Russians trying to avoid getting conscripted to fight in Ukraine appeared to be attempting to cross the border into Georgia, Kazakhstan and even remote Mongolia, satellite imagery suggested Monday.
Footage obtained by Colorado-based Maxar Technology showed long lines of cargo trucks and private vehicles leaving Russia and entering the neighboring countries in the wake of Russian President Vladimir Putin’s mobilization order.
Russian border guards did not appear to be trying to stop the exodus.
“When we found out about the mobilization, we dropped everything at home and jumped in the car,” Dmitry Kuriliyunok told Reuters in Tbilisi, the capital of Georgia.
Kuriliyunok said he, his wife Irina, and their young daughter, first drove across southern Russia from Krasnodar to Mineralnye Vody in the North Caucasus, which has become a staging post for many Russians crossing into Georgia.
There, Kuriliyunok said, they hired a local driver to take them through the border checkpoints. And after 24 hours, they arrived in Tbilisi.
“We are completely against this war,” he said. “For us, like for others, it’s scary. To die and to kill others, and for what? We don’t understand. Therefore, we decided to flee.”
They are far from being the only Russians who have made that trek.

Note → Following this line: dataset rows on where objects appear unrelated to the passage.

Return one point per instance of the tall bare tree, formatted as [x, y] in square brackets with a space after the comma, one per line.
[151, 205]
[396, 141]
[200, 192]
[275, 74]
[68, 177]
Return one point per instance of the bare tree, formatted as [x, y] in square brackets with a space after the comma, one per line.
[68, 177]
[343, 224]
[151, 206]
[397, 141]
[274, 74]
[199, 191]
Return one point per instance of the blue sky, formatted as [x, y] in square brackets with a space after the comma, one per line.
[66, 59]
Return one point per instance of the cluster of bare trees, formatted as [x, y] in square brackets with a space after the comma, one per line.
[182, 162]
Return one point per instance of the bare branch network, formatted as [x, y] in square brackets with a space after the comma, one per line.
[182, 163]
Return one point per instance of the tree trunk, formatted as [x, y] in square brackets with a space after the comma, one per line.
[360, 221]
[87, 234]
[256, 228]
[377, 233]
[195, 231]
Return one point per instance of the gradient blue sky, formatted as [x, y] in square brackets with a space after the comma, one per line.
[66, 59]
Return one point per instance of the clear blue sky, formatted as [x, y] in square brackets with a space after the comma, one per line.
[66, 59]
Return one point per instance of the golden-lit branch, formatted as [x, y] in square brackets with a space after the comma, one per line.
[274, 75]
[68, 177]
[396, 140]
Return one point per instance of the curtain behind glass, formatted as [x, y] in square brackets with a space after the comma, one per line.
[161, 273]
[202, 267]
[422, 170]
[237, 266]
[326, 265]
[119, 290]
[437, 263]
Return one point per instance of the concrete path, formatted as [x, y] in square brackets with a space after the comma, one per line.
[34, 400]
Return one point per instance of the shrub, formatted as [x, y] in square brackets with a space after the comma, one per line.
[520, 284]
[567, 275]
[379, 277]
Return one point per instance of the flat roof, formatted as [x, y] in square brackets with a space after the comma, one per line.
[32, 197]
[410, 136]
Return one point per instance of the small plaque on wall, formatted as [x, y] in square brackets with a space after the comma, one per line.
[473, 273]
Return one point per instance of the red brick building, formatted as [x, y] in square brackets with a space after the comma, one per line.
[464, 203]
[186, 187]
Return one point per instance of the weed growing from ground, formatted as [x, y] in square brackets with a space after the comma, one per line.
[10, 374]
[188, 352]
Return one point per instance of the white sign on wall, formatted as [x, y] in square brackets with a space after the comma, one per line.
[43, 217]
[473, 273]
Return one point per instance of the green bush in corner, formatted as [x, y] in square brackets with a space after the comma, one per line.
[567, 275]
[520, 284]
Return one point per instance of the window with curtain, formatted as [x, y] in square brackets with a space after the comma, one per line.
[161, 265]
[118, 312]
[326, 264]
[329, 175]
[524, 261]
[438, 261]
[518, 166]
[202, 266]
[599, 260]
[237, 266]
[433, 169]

Some 40,000 Russians have taken shelter in Tblisi since Putin’s forces invaded Ukraine on Feb. 24, according to government statistics cited by Reuters.
“I came to Tbilisi about a month and a half ago because I didn’t support the military invasion of Ukraine,” Ivan Streltsov, a reservist who could have been forcibly drafted had he been in Russia, told Reuters.
“I took part in protests when the military operation started,” he said. “For us as activists, things have become very difficult at this moment. In our own motherland, we are all being watched.”
The Russians are fleeing to countries inlcuding Georgia, Mongolia and Kazakhstan because they don’t require visas. But getting to the border has been an ordeal for many.
“It’s total chaos,” 30-year-old Rodion Logvin told The Moscow Times, after he made it into Georgia following a harrowing, 1,200-mile-drive from Moscow during which he said he dodged several police checkpoints.
Logvin said he waited 34 hours at the border before he was allowed to enter Georgia.
The new Maxar images emerged amid reports of long lines of Russians trying to cross the border into neighboring Finland, which until Saturday was one of the few entry points in Europe left for them after most Western countries barred the entry of all Russians in retaliation for Putin’s invasion of Ukraine.
Even before Putin announced the call-up, nine European Union countries stopped accepting Russian travel visas, including countries that border Russia including Poland, Latvia, Lithuania and Estonia.
Meanwhile, Russian and other media reported that flights to neighboring countries quickly sold out after Putin signed the decree increasing his country’s armed forces by 137,000 as the Kremlin’s war in Ukraine passed the six-month mark.
Putin’s decree aimed to increase the number of combat troops by about 10 percent, to 1.15 million and raise the military’s total head count to 2.04 million.
No official reason was given by the Kremlin, which had promised its people a quick victory and has for months been downplaying its defeats at the hands of the Ukrainians.
But Putin’s move came after his defense chief acknowledged that the Russian military campaign in Ukraine had stalled while experts warned that Moscow was running out of manpower and that its troops were demoralized.